Midweek Message: "Upstairs – Downstairs: Reflections on Sacramental Living"

Week of the Eighth Sunday after Pentecost

Dear Friends in Christ:

For a few weeks now, we’ve returned to the privilege of worshiping upstairs in our nave – again, I say, thanks be to God. But the rest of our building is also open for creative use as well. Thus, I want to share with you thoughts on a lovely event that took place downstairs in our fellowship hall on Saturday evening, July 17.

Throughout the time of the pandemic, our Christian Education Committee has been meeting almost monthly via Zoom to continue to plan events and programs for Christian faith formation in our congregation. Of course, most of these initiatives have been creatively virtual. Given the current waning nature of the pandemic in our area, we wanted to host an event for and with our younger members in person. The plan was to undertake activities outdoors on the parsonage deck, patio, and yard. Mother Nature had other weather-related plans last Saturday evening with the threat of rain.

Here’s what happened, then, downstairs in the fellowship hall: just over 25 children and adults gathered for grilled hot dogs, among other picnic-style foods, and then, once fed, we all formed an assembly line to decorate and fill 120 paper bags with comparatively healthy snack foods to support the Arlington Housing Corporation’s summer tutoring efforts with children of low-income families in our area. The snacks are provided to keep kids energized while doing their homework during in-person summer camp. Arlington Housing Corporation, by the way, is a non-profit developer of affordable housing for low-income families and individuals in our region.

This three hour or so (when you count set up and clean up) represents our beginning to return to normal and routine programming beyond Sunday worship in the life of our congregation. But here’s what else I see as your pastor, as one called to teach about the bigger picture of how God is active in our life together, how the varied ministries of the church hold together in Christ. The tables we set with food for participants and the tables that comprised the focus of the assembly line to fill snack bags were all extensions downstairs of the table set directly upstairs that hosts Christ’s presence under the forms of bread and wine in the sacrament of the altar. Thus, upstairs links with downstairs as an extension of the sacrament, as an expression of ongoing sacramental living, when we go from one table to the others and back again. To put it more simply, we are fed by Christ upstairs so that we are energized downstairs for the work of feeding others who dwell well beyond the walls of our church building.
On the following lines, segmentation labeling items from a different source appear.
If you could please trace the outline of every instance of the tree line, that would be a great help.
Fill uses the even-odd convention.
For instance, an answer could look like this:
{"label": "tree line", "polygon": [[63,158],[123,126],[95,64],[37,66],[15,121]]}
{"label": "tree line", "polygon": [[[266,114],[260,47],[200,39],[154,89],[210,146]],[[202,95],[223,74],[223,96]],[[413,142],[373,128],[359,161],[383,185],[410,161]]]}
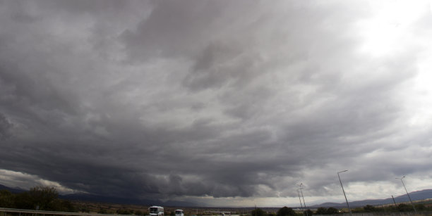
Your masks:
{"label": "tree line", "polygon": [[67,200],[59,198],[54,187],[37,186],[30,191],[12,193],[8,190],[0,191],[0,207],[47,211],[77,212],[76,208]]}
{"label": "tree line", "polygon": [[[432,211],[432,206],[425,205],[424,204],[416,204],[417,211]],[[371,205],[366,205],[364,207],[356,208],[352,210],[353,213],[362,212],[413,212],[414,209],[411,205],[405,203],[400,203],[397,205],[388,205],[382,207],[375,207]],[[324,208],[320,207],[316,211],[312,211],[308,209],[306,211],[295,212],[292,208],[284,207],[277,212],[266,212],[260,208],[257,208],[251,212],[251,216],[311,216],[313,215],[337,215],[347,213],[348,210],[340,210],[335,208]]]}

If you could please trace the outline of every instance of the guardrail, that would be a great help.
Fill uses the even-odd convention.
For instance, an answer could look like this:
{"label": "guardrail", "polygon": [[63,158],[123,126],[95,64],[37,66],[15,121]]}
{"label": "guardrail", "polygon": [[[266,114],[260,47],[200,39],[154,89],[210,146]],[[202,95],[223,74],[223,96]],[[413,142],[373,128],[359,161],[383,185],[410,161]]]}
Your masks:
{"label": "guardrail", "polygon": [[[32,216],[45,216],[45,215],[74,215],[74,216],[121,216],[123,215],[112,215],[112,214],[97,214],[97,213],[80,213],[80,212],[52,212],[52,211],[42,211],[35,210],[27,210],[27,209],[16,209],[16,208],[0,208],[0,216],[6,216],[8,213],[18,213],[18,215],[23,216],[31,215]],[[17,215],[16,214],[13,214]],[[131,216],[131,215],[128,215]]]}

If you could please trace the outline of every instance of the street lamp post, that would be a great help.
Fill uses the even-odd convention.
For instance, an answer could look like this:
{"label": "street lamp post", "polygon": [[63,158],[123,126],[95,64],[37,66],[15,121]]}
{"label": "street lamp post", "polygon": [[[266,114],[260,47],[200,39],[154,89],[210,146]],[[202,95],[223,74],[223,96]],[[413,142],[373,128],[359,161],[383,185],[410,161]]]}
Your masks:
{"label": "street lamp post", "polygon": [[344,192],[344,196],[345,197],[345,201],[347,201],[347,206],[348,206],[348,210],[349,210],[349,215],[352,216],[352,212],[351,212],[351,208],[349,208],[349,204],[348,204],[348,199],[347,199],[347,195],[345,195],[345,190],[344,190],[344,186],[342,185],[342,181],[340,180],[340,173],[347,172],[348,170],[344,170],[337,172],[337,177],[339,177],[339,182],[340,182],[340,186],[342,188],[342,192]]}
{"label": "street lamp post", "polygon": [[408,196],[408,198],[409,199],[409,202],[411,203],[411,205],[412,205],[412,208],[414,208],[414,212],[416,213],[417,210],[416,210],[416,208],[414,207],[414,204],[412,203],[412,201],[411,201],[411,197],[409,197],[409,193],[408,193],[408,191],[407,191],[407,188],[405,187],[405,184],[404,184],[404,181],[402,181],[402,179],[404,178],[405,176],[402,177],[402,178],[395,178],[396,179],[400,179],[400,182],[402,183],[402,185],[404,186],[404,189],[405,189],[405,191],[407,192],[407,195]]}
{"label": "street lamp post", "polygon": [[300,183],[299,185],[299,189],[300,189],[300,192],[301,193],[301,198],[303,198],[303,204],[304,204],[304,212],[306,212],[306,216],[308,215],[308,208],[307,207],[306,207],[306,203],[304,202],[304,196],[303,196],[303,191],[301,189],[303,189],[303,188],[301,187],[301,186],[303,185],[303,183]]}
{"label": "street lamp post", "polygon": [[[297,189],[297,194],[299,194],[299,201],[300,201],[300,206],[301,207],[301,210],[303,210],[303,204],[301,203],[301,200],[300,199],[300,192],[299,192],[299,189]],[[304,213],[303,213],[304,215]]]}

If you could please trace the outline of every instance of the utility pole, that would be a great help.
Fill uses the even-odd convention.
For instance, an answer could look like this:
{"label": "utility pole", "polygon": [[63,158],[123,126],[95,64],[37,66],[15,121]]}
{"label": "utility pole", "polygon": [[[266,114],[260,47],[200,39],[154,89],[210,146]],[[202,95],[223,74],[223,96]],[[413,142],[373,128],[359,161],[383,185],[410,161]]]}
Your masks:
{"label": "utility pole", "polygon": [[352,216],[352,212],[351,212],[351,208],[349,208],[349,204],[348,204],[348,199],[347,198],[347,195],[345,195],[345,190],[344,190],[344,186],[342,185],[342,181],[340,180],[340,173],[347,172],[348,170],[344,170],[337,172],[337,177],[339,177],[339,182],[340,182],[340,186],[342,188],[342,191],[344,192],[344,196],[345,197],[345,201],[347,201],[347,206],[348,206],[348,210],[349,210],[349,215]]}
{"label": "utility pole", "polygon": [[[299,189],[297,189],[297,193],[299,194],[299,201],[300,201],[300,206],[301,207],[301,210],[303,210],[303,204],[301,203],[301,200],[300,199],[300,192],[299,192]],[[304,215],[304,212],[303,212]]]}
{"label": "utility pole", "polygon": [[303,191],[301,190],[302,189],[304,189],[301,187],[302,186],[303,186],[303,183],[300,183],[299,189],[300,189],[300,192],[301,192],[301,198],[303,198],[303,204],[304,204],[304,212],[306,212],[306,216],[308,216],[308,208],[307,207],[306,207],[306,203],[304,202],[304,196],[303,196]]}
{"label": "utility pole", "polygon": [[404,181],[402,180],[402,179],[404,178],[405,176],[404,175],[402,178],[395,178],[397,179],[400,179],[400,182],[402,183],[402,185],[404,186],[404,189],[405,189],[405,191],[407,191],[407,195],[408,196],[408,198],[409,199],[409,202],[411,203],[411,205],[412,205],[412,208],[414,208],[414,212],[416,213],[417,213],[417,210],[416,210],[416,208],[414,206],[414,204],[412,203],[412,201],[411,201],[411,197],[409,197],[409,193],[408,193],[408,191],[407,191],[407,188],[405,187],[405,184],[404,184]]}

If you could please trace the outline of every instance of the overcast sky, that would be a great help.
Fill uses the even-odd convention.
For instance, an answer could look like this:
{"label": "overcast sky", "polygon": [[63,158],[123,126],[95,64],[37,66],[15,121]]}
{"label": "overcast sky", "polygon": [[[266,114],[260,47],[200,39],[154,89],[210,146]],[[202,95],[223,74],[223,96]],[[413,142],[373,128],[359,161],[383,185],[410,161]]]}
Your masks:
{"label": "overcast sky", "polygon": [[213,205],[432,189],[431,1],[0,1],[0,184]]}

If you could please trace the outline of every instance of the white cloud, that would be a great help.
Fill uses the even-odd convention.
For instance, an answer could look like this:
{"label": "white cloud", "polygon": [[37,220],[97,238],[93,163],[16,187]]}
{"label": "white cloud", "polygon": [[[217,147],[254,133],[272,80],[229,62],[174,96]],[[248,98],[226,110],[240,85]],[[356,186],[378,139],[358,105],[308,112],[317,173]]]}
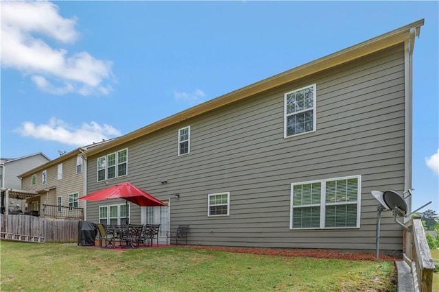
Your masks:
{"label": "white cloud", "polygon": [[425,164],[436,173],[439,174],[439,149],[438,151],[431,156],[425,158]]}
{"label": "white cloud", "polygon": [[80,127],[75,128],[56,118],[51,118],[47,124],[35,125],[32,122],[24,122],[17,131],[24,136],[78,147],[99,142],[103,139],[107,140],[121,134],[117,129],[109,125],[100,125],[91,121],[89,124],[84,123]]}
{"label": "white cloud", "polygon": [[195,89],[192,93],[174,91],[174,97],[177,101],[184,101],[191,105],[199,104],[205,96],[204,93],[200,89]]}
{"label": "white cloud", "polygon": [[[62,17],[58,6],[50,2],[2,1],[1,66],[30,74],[38,88],[50,93],[108,94],[111,87],[103,83],[112,77],[111,62],[86,51],[69,55],[36,36],[71,43],[79,36],[75,23],[75,19]],[[64,84],[55,87],[51,80]]]}

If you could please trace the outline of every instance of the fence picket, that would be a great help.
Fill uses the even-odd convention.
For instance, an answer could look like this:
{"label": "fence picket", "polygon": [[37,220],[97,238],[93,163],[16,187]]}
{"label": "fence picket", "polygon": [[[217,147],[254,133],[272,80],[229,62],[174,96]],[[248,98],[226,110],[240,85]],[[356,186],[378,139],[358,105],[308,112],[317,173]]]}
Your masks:
{"label": "fence picket", "polygon": [[60,220],[23,215],[0,215],[1,238],[29,242],[78,241],[80,220]]}

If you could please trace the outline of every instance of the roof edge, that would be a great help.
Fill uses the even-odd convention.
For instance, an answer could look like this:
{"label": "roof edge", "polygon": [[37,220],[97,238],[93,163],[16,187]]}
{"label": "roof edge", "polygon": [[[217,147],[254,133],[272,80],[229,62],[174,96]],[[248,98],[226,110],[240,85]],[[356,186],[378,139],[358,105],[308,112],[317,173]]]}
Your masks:
{"label": "roof edge", "polygon": [[419,36],[420,27],[423,25],[424,19],[422,19],[341,51],[221,95],[132,131],[114,139],[110,143],[88,149],[85,151],[85,155],[89,156],[96,154],[158,130],[179,123],[188,119],[285,84],[287,82],[352,61],[398,43],[404,42],[410,37],[409,34],[411,28],[415,27],[416,35]]}

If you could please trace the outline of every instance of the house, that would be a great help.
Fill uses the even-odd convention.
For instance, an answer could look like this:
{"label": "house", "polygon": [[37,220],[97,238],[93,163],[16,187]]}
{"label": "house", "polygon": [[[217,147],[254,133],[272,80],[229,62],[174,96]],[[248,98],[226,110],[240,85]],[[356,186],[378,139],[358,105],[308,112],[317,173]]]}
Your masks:
{"label": "house", "polygon": [[[17,197],[6,204],[5,192],[7,189],[21,190],[21,180],[18,175],[23,171],[50,161],[43,153],[38,152],[18,158],[0,158],[0,188],[1,189],[1,214],[8,209],[25,210],[25,202]],[[8,208],[6,208],[8,206]]]}
{"label": "house", "polygon": [[[169,207],[87,202],[86,220],[189,224],[206,245],[374,251],[374,190],[412,188],[412,72],[423,20],[93,147],[86,193],[129,181]],[[86,161],[86,160],[84,160]],[[411,202],[408,202],[409,209]],[[403,249],[390,212],[382,252]]]}
{"label": "house", "polygon": [[28,211],[34,215],[64,219],[83,219],[85,177],[81,154],[108,141],[77,148],[38,167],[21,173],[21,188],[38,195],[28,197]]}

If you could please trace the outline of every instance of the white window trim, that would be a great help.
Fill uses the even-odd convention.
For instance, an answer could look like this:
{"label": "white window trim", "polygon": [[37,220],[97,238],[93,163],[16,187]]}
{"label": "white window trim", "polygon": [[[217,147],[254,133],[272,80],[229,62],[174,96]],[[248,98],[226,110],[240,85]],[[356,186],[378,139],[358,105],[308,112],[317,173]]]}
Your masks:
{"label": "white window trim", "polygon": [[[309,87],[313,87],[314,89],[313,90],[313,130],[312,131],[307,131],[307,132],[303,132],[302,133],[299,133],[299,134],[296,134],[294,135],[289,135],[288,136],[287,134],[287,95],[289,95],[289,93],[296,92],[296,91],[300,91],[302,89],[305,88],[307,88]],[[314,83],[313,84],[310,84],[306,86],[303,86],[301,87],[300,88],[298,89],[294,89],[294,90],[291,90],[291,91],[288,91],[287,93],[285,93],[283,95],[283,138],[292,138],[292,137],[296,137],[297,136],[300,136],[300,135],[303,135],[303,134],[309,134],[309,133],[313,133],[316,131],[317,131],[317,84]],[[303,111],[308,111],[309,110],[309,109],[307,109],[307,110],[304,110]],[[290,114],[289,115],[292,115],[292,114],[296,114],[298,112],[295,112],[294,114]]]}
{"label": "white window trim", "polygon": [[[332,182],[334,180],[349,180],[351,178],[357,178],[358,181],[357,184],[357,202],[344,202],[344,203],[326,203],[326,182]],[[316,228],[293,228],[293,195],[294,195],[294,186],[298,184],[314,184],[320,182],[322,184],[322,190],[321,190],[321,197],[320,197],[320,227]],[[361,217],[361,175],[350,175],[350,176],[344,176],[340,178],[331,178],[324,180],[311,180],[308,182],[293,182],[291,184],[291,195],[290,195],[290,201],[289,201],[289,230],[310,230],[310,229],[355,229],[359,228],[360,227],[360,217]],[[325,211],[327,206],[333,206],[333,205],[347,205],[347,204],[357,204],[357,226],[348,226],[348,227],[324,227],[325,223]],[[314,205],[314,204],[312,204]],[[310,205],[302,205],[302,207],[310,206]]]}
{"label": "white window trim", "polygon": [[[122,162],[122,163],[119,163],[119,153],[123,151],[126,151],[126,161],[125,162]],[[114,178],[108,178],[108,156],[109,155],[112,155],[115,154],[115,165],[111,165],[110,167],[115,167],[115,176]],[[98,162],[99,160],[101,158],[105,158],[105,167],[104,167],[104,168],[100,169],[99,168],[99,165],[98,165]],[[125,164],[126,163],[126,173],[123,174],[121,175],[119,175],[119,167],[121,165]],[[104,175],[104,178],[103,180],[99,180],[99,170],[104,170],[105,172],[105,175]],[[126,176],[128,175],[128,148],[123,148],[121,149],[120,150],[116,151],[115,152],[112,152],[112,153],[109,153],[106,155],[105,155],[104,156],[101,156],[101,157],[98,157],[97,159],[96,160],[96,181],[97,182],[104,182],[106,180],[112,180],[117,178],[120,178],[122,176]]]}
{"label": "white window trim", "polygon": [[58,195],[56,197],[56,206],[58,206],[58,208],[57,208],[58,212],[61,212],[61,207],[62,206],[62,195]]}
{"label": "white window trim", "polygon": [[62,163],[60,163],[57,166],[56,169],[56,178],[59,180],[62,179]]}
{"label": "white window trim", "polygon": [[[76,201],[78,202],[78,206],[75,207],[74,206],[70,206],[70,196],[72,196],[74,198],[74,195],[76,195]],[[79,208],[80,206],[80,194],[79,193],[76,192],[76,193],[69,193],[67,195],[67,204],[69,206],[69,207],[71,207],[71,208]],[[72,203],[75,202],[72,200]]]}
{"label": "white window trim", "polygon": [[47,170],[45,169],[41,172],[41,184],[47,184]]}
{"label": "white window trim", "polygon": [[[187,129],[187,140],[180,140],[180,131],[182,130]],[[181,129],[178,129],[178,156],[182,155],[186,155],[191,153],[191,126],[188,125],[187,127],[182,127]],[[180,145],[183,143],[187,141],[187,153],[180,153]]]}
{"label": "white window trim", "polygon": [[[35,183],[34,183],[34,178],[35,178]],[[36,173],[30,177],[30,184],[31,186],[36,186]]]}
{"label": "white window trim", "polygon": [[[81,166],[81,171],[78,171],[78,167]],[[82,157],[78,156],[76,157],[76,173],[82,173],[82,167],[84,167],[84,160]]]}
{"label": "white window trim", "polygon": [[[217,206],[217,205],[211,205],[211,197],[215,195],[227,195],[227,214],[220,214],[217,215],[211,215],[211,206]],[[223,206],[224,204],[219,204],[218,206]],[[229,216],[230,213],[230,192],[222,192],[222,193],[215,193],[213,194],[208,194],[207,195],[207,217],[217,217],[221,216]]]}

This simple event that took place Saturday evening links our congregation with our wider community and its varied organizations, in this case, Arlington Housing Corporation. And through this organizational linkage, God’s people at Resurrection, younger and older, were linked with God’s people among the low-income children and families of our area. It’s a beautiful occasion revealing our interdependence with people in our wider communities, even if we’ll never meet in person those who benefit from our ministry of diakonia, of loving serving to neighbors in need.

Resurrection Church is consistently very generous in our financial support of a wide variety of community social service organizations. On Saturday evening, July 17, over twenty-five of us put some skin in the game, as it were, in volunteering time and energy in person to benefit others. I hope and pray that there will be other such occasions when our members can volunteer their time and talents in person beyond our financial generosity in sending donations to benefit those in need.

The activities on Saturday evening were fun. Our younger ones had occasion to interact with each other again, albeit while wearing masks. Adults got to connect with each other, too, in socializing conversations. And the generations interacted together, when a number of adults, myself included, sat at the tables decorating the brown paper bags and getting in line to fill them with snacks. Saturday evening became for me a kind of fulfillment of my vision for ministries at Resurrection – different age groups working together in fun ways to also benefit those in need in our wider community. And all of this flowed from the fact that we gather each Sunday at our table upstairs to receive Christ so that we can adjourn downstairs to other tables to do the work – God’s work, our hands – that makes a contribution to the sacred mission of feeding and healing the world, one small step at a time. Thus it is that the ordinary becomes extraordinary as normal routine and churchly activities reveal their holiness. I thought you’d like to know!